Adding a human-rated pad for SpaceX would be a boost to both it and NASA. Currently, Launch Complex 39A is the only site that can support the launches of both the Cargo Dragon and Crew Dragon spacecraft.
During a press conference marking the arrival of the Crew-8 astronauts and cosmonaut, mission commander, NASA astronaut Matthew Dominick, remarked about how busy the Cape has become.
“Who would’ve though five or six years ago that the competition for launch or the constraint to launch would be a launch pad?” Dominick said, referring to the recent launch of the IM-1 robotic mission to the Moon. “We delayed our launch a few days because there’s stiff competition to get out there to 39A. It’s not a rocket constraint, it’s a pad constraint.”
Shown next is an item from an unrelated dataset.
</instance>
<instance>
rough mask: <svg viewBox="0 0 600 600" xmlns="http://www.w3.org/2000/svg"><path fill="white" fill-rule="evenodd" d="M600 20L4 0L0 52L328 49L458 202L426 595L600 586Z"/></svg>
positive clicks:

Steve Stich is among those looking forward to relieving some of that pressure by allowing pad 40 to share the Dragon load from pad 39A. He said NASA and SpaceX were able to validate some systems during the recent NG-20 launch, which sent Northrop Grumman’s Cygnus spacecraft to the ISS with thousands of pounds of cargo and science supplies onboard.
“A lot of the crew systems that are required at the pad specifically for Dragon were not tested with the Northrop Grumman 20 flight. And then, we’re targeting to have it online by Crew-9 later this year for crew capability,” Stich said. “It’s good to have that redundancy. Something could always happen to the systems at 39A and so, we’re really happy to have that backup pad.”